Di Ampex, Larry Ellison
menemukan sebuah tulisan tentang teori Database relasional yang ditulis oleh
Edgar F. Codd. Karena tulisan itu, ia menemukan ide untuk membangun sebuah
bisnis yang mengusung konsep “Structured Query Language”, seperti apa yang
ditulis oleh Edgar F. Codd. Ia pun mengaplikasikan konsep yang kemudian dikenal
sebagai SQL tersebut ke dalam Sistem Database Server. Ia menamakan proyek ini
dengan nama Oracle.
Membangun Perusahaan
OracleProyek Oracle yang digagas oleh Larry Ellison kemudia berlanjut
dengan beridirinya perusahaan Software Development Labs. Perusahaan ini
didirikan oleh Larry Ellison, teman Larry, Ed Qates dan juga bos Larry di Ampez
yakni Robert Miner.

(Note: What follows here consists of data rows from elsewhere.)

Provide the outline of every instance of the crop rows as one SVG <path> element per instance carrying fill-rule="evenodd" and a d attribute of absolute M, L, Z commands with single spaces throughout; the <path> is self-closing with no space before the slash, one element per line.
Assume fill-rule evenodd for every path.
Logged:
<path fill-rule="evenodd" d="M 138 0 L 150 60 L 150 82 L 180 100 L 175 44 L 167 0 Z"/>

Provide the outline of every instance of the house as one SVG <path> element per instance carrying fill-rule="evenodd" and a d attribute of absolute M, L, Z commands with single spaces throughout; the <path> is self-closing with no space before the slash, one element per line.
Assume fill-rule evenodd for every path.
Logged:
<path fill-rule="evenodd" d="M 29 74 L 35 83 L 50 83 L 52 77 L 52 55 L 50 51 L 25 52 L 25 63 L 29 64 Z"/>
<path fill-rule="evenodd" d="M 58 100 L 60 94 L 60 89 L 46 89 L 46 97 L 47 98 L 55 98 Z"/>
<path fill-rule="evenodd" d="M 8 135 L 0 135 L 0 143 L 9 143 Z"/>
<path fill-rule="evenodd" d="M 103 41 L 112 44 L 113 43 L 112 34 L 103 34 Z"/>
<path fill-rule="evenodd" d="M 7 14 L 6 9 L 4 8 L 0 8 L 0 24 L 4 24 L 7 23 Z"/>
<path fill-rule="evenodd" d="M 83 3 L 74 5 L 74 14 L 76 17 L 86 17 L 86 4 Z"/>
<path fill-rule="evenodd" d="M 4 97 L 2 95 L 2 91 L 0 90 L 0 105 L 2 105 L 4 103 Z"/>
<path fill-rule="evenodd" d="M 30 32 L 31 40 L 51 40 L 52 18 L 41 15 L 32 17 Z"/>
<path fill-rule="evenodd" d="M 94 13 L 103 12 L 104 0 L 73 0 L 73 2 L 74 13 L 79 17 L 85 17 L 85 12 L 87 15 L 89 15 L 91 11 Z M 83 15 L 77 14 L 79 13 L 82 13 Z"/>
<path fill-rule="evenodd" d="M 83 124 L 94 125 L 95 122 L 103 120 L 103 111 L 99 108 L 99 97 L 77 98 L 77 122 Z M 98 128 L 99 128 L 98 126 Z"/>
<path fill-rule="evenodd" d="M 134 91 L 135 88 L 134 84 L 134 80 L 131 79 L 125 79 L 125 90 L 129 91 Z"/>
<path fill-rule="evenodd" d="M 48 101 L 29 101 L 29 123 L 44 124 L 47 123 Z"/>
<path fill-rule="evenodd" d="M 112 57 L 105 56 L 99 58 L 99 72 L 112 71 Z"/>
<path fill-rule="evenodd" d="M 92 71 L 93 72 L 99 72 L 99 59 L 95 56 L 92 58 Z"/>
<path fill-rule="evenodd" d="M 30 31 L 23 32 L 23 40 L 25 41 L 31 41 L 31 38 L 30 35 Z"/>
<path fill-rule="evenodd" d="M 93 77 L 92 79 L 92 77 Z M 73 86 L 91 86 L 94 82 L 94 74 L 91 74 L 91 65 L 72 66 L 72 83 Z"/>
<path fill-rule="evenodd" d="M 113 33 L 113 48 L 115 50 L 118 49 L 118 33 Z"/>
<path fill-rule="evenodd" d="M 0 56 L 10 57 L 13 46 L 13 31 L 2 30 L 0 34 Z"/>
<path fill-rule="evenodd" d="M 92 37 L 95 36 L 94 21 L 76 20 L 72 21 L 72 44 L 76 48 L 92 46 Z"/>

Dengan modal US$ 2.000, perusahaan yang kemudian berubah
lagi menjadi Oracle ini mendapatkan klien pertamanya yang luar biasa. Tidak
tanggung-tanggung, klien perusahaan Oracle adalah Dinas Intelijen Amerika
Serikat, CIA. Setelah CIA, Oracle pun menangani badan atau perusahaan lainnya,
termasuk Wright Patterson Air Force Base dan IBM.
Produk Oracle
Pada perkembangannya Oracle
membuat banyak produk-produk berbasis Non Database-Server. Tahun 1990-an,
perusahaan ini mengeluarkan produk berupa Application Server (Web DB, OAS),
Development Tool (Oracle Developer, Oracle Designer), dan Application Suite
(Oracle Apps). Perusahaan ini menjadi terkenal. Meskipun sempat mencicipi
masalah finansial, perusahaan ini tetap bertahan. Hal ini tentu berkat tangan
dingin pimpinan Oracle yakni Larry Ellison. Oracle pun kemudian menguasai pasar
Database Relasional.
Berkat usaha dan kegigihannya,
Oracle pun kemudian dikenal sebagai perusahaan perangkat lunak kedua terbesar
setelah Microsoft. Tentunya hal ini berimbas pada kekayaan Larry Ellison.
Berdasarkan data pada tahun2010, Larry diperkirakan memiliki kekayaan hingga
US$ 36 miliar. Tentu pencapaian ini merupakan hasil kerja keras dari seorang
anak yang dulunya hanya seorang anak dari keluarga biasa saja.